Sie hatte Pläne. Große Pläne. Pläne, für die sie die Unterstützung ihrer Leute brauchte, mit deren Widerstand sie nicht gerechnet hatte. Verdammte Männer.

Chloe biss die Zähne zusammen. „Mister Yardley“, begann sie. „Ich glaube kaum, dass Ihre Frau und Ihre Tochter, die letztes Jahr, während Sie im Krankenhaus waren, die Kälber ganz allein zum Rodeo gebracht haben, diese Einstellung teilen. Wie geht es eigentlich Ihrem Herzen?“

Yardley presste die Lippen aufeinander und warf ihr einen bitterbösen Blick zu. Er war ein Mann, der es nicht vertragen konnte, wenn jemand seine Autorität infrage stellte, schon gar nicht eine Prinzessin. „Also, Fräulein“, begann er mit hochrotem Kopf, als plötzlich eine Männerstimme hinter ihr zu vernehmen war. „Gibt’s Probleme?“

Chloe rutschte das Herz in die Hose, auch wenn sie beinah damit gerechnet hatte, dass ihr kleiner Bruder Flash in die Situation platzen würde. Der war nicht nur ein Lawrence-Erbe, sondern auch ein Cowboy, der für das All-Stars ritt. Flash war zwar unglaublich charmant, aber auch sehr aufbrausend. In Omaha hatte sie seinetwegen viel Ärger gehabt, als er in einer ähnlichen Situation beschlossen hatte, ihre Ehre verteidigen zu müssen, und hatte all ihre Verhandlungskünste aufbringen müssen, um die Polizei davon abzuhalten, ihn zu verhaften.

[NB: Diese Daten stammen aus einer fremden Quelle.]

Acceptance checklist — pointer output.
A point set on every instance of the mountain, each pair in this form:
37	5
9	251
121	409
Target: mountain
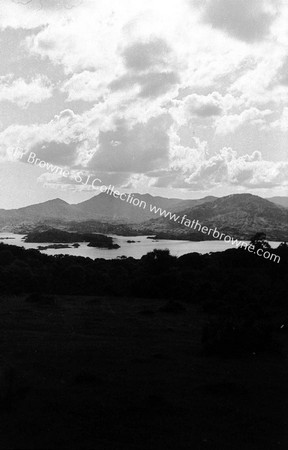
105	206
102	208
238	215
52	209
282	201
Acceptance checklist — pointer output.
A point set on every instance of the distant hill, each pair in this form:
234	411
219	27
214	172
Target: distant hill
101	207
239	215
283	201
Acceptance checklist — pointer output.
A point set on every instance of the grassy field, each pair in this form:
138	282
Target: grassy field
113	373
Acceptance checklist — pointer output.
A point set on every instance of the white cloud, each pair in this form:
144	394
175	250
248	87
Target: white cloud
282	122
24	92
247	21
230	123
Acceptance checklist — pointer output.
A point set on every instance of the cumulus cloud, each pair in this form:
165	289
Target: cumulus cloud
203	106
228	169
141	56
24	92
247	21
231	122
282	122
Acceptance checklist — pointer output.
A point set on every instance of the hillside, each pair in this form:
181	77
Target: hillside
282	201
101	207
239	215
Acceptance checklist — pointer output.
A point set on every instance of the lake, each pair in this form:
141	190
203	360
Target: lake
136	250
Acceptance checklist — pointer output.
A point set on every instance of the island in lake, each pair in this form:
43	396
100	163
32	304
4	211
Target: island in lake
64	237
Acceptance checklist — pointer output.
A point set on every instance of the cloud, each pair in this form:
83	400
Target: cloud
249	21
88	86
24	92
151	85
141	56
282	122
230	123
228	169
142	148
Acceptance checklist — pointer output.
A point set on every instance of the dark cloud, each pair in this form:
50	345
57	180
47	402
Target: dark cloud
57	153
247	20
143	148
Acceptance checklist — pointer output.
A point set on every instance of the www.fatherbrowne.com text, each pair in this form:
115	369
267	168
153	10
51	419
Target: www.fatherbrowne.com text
96	184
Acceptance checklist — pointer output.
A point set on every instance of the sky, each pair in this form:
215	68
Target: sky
179	98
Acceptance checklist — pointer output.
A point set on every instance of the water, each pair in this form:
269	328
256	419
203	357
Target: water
136	250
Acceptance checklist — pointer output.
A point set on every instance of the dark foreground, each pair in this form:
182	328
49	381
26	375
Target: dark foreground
112	373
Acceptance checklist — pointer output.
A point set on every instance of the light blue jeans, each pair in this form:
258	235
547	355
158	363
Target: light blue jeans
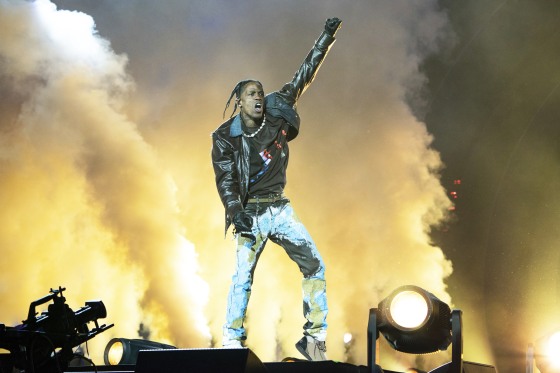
279	223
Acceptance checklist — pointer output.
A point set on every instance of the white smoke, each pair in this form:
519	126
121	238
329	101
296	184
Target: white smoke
86	203
363	176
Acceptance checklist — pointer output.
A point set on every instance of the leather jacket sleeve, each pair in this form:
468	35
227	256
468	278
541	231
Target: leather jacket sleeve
305	75
225	163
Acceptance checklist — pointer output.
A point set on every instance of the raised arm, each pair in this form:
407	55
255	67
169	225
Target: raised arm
293	90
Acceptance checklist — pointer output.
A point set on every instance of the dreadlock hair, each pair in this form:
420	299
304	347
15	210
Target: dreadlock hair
237	92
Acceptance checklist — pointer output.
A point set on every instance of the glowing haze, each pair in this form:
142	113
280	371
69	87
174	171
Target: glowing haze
107	187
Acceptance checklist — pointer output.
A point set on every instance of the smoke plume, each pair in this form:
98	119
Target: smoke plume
108	187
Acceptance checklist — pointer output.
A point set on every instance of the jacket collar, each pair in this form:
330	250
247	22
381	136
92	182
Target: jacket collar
236	129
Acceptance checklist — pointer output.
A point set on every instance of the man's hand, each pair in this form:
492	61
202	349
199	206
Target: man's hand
332	25
242	222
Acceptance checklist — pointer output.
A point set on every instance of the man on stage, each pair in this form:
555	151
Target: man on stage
250	157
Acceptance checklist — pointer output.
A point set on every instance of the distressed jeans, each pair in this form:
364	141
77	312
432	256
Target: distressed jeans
279	223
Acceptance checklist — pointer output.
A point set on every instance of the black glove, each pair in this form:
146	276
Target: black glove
332	25
242	222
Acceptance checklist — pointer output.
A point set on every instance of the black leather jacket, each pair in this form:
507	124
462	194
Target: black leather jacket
230	150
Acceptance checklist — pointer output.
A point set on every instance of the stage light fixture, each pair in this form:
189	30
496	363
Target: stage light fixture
123	351
415	321
547	353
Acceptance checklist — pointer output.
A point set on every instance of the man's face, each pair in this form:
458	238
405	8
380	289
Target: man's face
251	101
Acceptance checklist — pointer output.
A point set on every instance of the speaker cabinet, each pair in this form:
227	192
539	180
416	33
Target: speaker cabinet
208	360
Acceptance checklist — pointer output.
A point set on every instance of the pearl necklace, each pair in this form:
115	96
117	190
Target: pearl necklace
258	130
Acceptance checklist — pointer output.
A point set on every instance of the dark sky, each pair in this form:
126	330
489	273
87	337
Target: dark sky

Jetzt wäre sie froh, wenn Flash derjenige gewesen wäre, dessen Stimme sie gehört hatte. Aber heute war nicht ihr Glückstag.

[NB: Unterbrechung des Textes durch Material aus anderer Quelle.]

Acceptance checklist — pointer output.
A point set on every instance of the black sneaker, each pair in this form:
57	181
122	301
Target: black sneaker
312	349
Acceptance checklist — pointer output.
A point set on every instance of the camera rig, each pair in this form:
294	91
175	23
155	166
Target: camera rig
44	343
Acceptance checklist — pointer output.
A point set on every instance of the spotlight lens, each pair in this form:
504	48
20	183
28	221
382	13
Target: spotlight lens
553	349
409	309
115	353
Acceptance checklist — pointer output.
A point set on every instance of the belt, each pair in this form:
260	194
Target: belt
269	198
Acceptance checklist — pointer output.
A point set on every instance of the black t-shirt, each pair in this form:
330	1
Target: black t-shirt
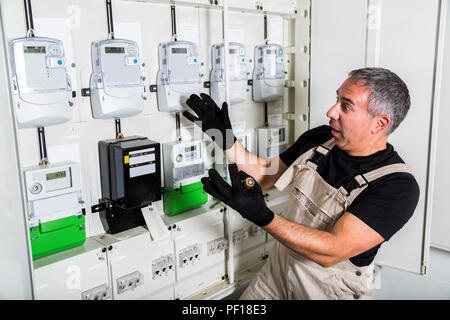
385	205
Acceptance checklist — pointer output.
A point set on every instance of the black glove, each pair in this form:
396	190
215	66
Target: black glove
215	122
249	203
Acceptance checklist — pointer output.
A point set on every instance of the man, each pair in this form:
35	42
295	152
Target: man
350	191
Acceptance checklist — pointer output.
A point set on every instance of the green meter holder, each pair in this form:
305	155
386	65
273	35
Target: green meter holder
55	207
130	174
184	166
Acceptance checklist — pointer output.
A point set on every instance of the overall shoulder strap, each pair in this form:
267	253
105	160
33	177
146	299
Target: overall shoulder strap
308	156
363	180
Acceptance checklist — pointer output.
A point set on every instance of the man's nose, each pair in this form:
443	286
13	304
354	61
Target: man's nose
333	112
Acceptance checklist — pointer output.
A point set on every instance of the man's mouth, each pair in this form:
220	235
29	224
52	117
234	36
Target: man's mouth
334	130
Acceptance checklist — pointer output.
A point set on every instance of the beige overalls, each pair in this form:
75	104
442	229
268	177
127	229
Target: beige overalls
316	204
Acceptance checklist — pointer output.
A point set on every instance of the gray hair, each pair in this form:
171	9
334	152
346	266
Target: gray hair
389	94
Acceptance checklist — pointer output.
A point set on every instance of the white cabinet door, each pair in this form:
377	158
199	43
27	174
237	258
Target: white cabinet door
440	152
401	37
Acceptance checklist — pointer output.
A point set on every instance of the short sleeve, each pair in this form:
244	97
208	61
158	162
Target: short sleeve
387	204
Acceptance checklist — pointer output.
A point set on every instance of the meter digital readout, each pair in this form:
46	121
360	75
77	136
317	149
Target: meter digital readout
178	76
117	79
42	89
238	73
54	207
268	74
272	141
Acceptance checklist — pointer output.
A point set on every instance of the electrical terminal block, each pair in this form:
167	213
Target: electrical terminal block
256	231
240	235
217	245
102	292
129	282
162	266
189	255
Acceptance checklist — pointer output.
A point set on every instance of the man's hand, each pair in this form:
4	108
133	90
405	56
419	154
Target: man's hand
215	122
249	203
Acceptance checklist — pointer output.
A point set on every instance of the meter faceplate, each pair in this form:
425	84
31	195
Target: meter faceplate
42	90
237	69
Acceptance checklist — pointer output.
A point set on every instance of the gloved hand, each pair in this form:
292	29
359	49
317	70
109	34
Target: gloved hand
249	203
215	122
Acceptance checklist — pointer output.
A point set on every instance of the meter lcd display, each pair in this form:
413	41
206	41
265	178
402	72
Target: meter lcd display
114	50
190	149
34	49
179	50
55	175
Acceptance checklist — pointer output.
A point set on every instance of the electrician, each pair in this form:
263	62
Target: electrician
349	190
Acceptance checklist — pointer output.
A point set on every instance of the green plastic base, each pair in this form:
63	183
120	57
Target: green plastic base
58	235
185	198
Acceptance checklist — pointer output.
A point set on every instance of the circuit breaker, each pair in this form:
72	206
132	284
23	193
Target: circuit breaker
140	268
42	89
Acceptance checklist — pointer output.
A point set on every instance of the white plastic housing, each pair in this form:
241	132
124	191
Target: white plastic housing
184	162
272	141
268	74
53	192
178	76
42	90
238	73
117	80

Yardley grinste, als er den Typ hinter Chloe ansah – der letzte, mit dem sie sich jetzt befassen wollte. Lieber würde sie es mit Hunderten von Männern wie Jenkins, Yardley und Gandy aufnehmen als mit diesem einen.

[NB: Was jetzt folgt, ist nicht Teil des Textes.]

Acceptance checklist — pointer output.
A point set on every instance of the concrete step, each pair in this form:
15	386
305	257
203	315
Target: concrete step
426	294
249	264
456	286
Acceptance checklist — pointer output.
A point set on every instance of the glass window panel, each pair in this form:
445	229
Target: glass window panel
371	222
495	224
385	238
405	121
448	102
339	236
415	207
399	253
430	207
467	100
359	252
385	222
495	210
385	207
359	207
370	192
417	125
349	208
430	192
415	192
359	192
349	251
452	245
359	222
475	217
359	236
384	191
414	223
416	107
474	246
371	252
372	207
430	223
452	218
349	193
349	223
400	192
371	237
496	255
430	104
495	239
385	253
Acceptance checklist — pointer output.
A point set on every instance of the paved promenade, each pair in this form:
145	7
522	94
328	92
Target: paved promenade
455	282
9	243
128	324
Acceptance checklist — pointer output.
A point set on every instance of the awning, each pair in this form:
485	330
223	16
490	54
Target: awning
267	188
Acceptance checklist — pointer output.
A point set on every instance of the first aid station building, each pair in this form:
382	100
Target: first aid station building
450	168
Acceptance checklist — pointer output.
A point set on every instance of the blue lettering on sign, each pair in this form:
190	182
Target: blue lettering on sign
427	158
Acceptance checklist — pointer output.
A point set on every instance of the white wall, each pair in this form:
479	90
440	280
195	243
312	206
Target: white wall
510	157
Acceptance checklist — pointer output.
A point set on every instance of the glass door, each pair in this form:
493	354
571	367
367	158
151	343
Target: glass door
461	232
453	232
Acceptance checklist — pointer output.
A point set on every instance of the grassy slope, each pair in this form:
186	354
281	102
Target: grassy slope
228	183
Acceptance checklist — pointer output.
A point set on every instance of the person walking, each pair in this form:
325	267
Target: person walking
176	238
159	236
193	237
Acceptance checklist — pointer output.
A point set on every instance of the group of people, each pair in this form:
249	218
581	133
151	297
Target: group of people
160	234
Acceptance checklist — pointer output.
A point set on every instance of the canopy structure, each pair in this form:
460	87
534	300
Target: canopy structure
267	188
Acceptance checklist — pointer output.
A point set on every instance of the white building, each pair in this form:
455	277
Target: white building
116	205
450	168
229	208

„Pete Wellington“, begrüßte ihn Yardley, und die plötzliche Wärme und Freude in seiner Stimme waren nicht zu überhören. „Was für eine Überraschung.“

Allzu überrascht klang er aber nicht. Tatsächlich schien keiner der Männer erstaunt darüber zu sein, dass Pete Wellington von seiner Ranch in Texas zum All-Stars-Rodeo in Missouri gekommen war.

Verdammt.

„Wie geht’s dir?“, fragte Mort und warf Chloe einen Seitenblick zu. „Wir würden dich gern wieder beim Rodeo sehen.“

Das war deutlich. Doch bevor sie einwerfen konnte, dass Wellington schon seit Jahren nichts mehr beim All-Stars verloren hatte, drängte sich Dale vor. „Nimmst du am Wettbewerb teil? Wir könnten gut einen echten Profi in der Arena gebrauchen.“

Mann, warum rollten sie keinen roten Teppich für ihn aus und leckten ihm die Stiefel? Chloe hätte am liebsten vor Wut geschrien. Sie hasste es, wenn Flash zur Zielscheibe gemacht wurde, denn er war ein verdammt guter Reiter. Immerhin hatte er sich den siebten Platz auf der Weltrangliste erkämpft, egal, was die anderen dachten.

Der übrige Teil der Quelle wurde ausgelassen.